|Date||28 May 2012|
Elephant-human conflict (EHC) is a pressing conservation concern arising due to overlaps in human and elephant needs for the same resources. It has dominated the past few decades as one of the most relevant global conservation issues. EHC is characterised by interactions between elephants and humans which result in negative effects on human social, economic or cultural life, on elephant conservation or on the environment. Conflict cases are on a rise, especially in areas previously unaffected.
Over the years, considerable research has been conducted on mitigation measures, people’s perspectives and management of EHC; however studies on the inherent biological dynamics of EHC are few and fragmented. We believe that in order to be able to deter crop raiding, it is critical to understand the underlying causes of such behaviour as well as the spatio-temporal variation in those causes. This study attempts to understand the ecological drivers of elephant crop-raiding behaviour in a multivariate framework that incorporates several factors i.e. spatial variables, foraging behaviour and elephant demography. Therefore, the proposed study aims to address questions related to the role of local and landscape level spatial variables in determining the frequency/intensity of crop raiding by elephants, differences between male elephants and female-led herds with respect to crop raiding and nutritional differences between raided crops and natural forage.
The field site for this study is located in Kodagu, the smallest district in Karnataka, southern India. It lies to the south-west of the state, between geographic coordinates 11°55"33.6' to 12°50"4.2' N and 75°22"1.2' to 76°12" E, covering a total area of 4102 sq. km. Kodagu records a high number of elephant-human conflict cases annually. Additionally, Kodagu offers an interesting landscape in terms of presence of both fragmented and continuous forested areas as well as presence of dry deciduous and wet evergreen forests, thereby enabling testing of several proposed predictions.
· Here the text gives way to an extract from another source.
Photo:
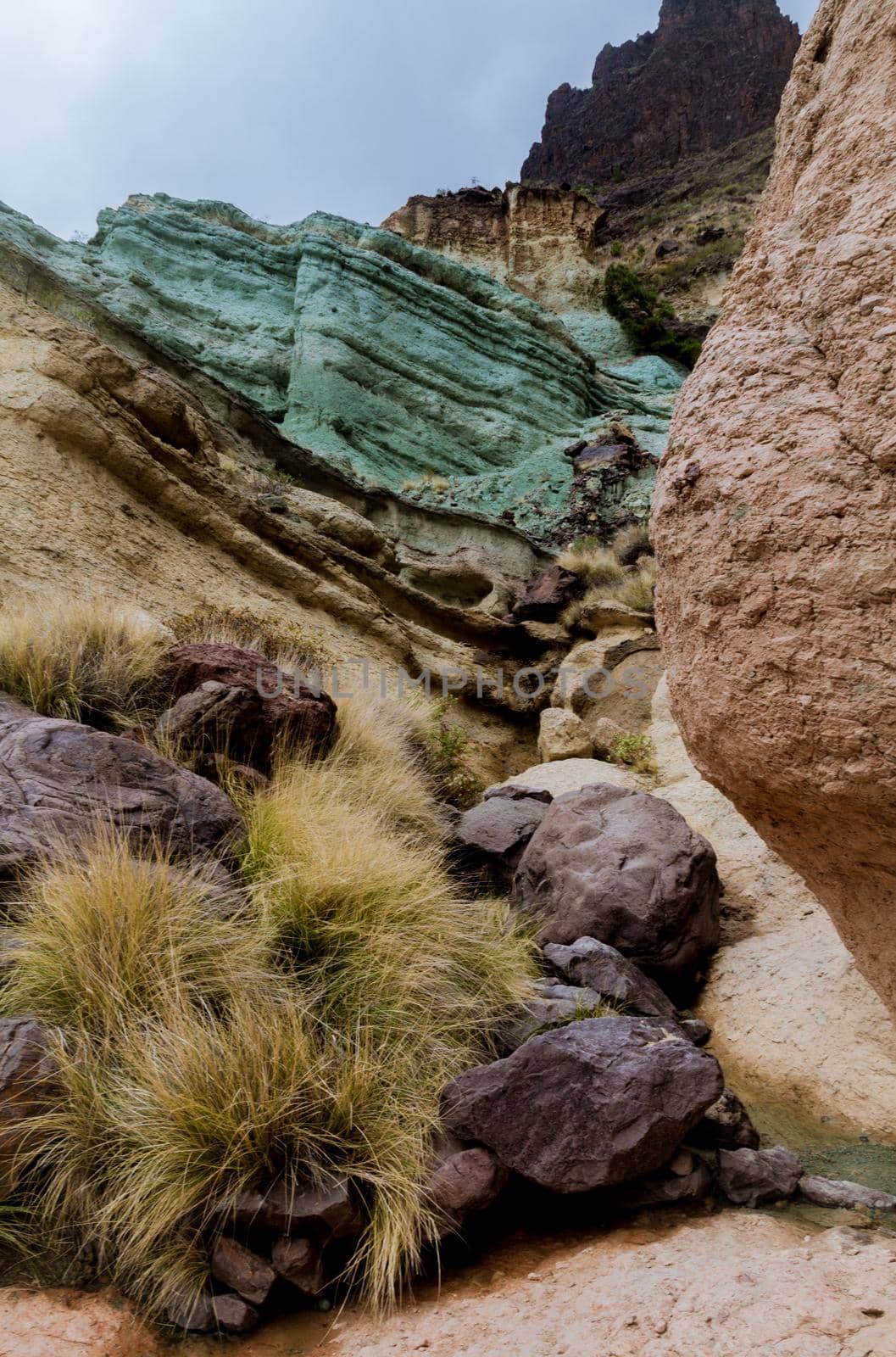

This study strives to make a contribution to both scientific knowledge as well as nature conservation. The unifocal treatment of elephant-human conflict in the past has inspired the need for the development of a unified approach adopted in this study. Conservation too stands to benefit from scientific input and the findings of this study would contribute to the development of appropriate EHC mitigation measures and better forest management practices. Such activities will have a direct bearing on the welfare of affected local communities and wildlife. The results of the study would also assist decision makers in formulation and implementation of scientifically sound policies.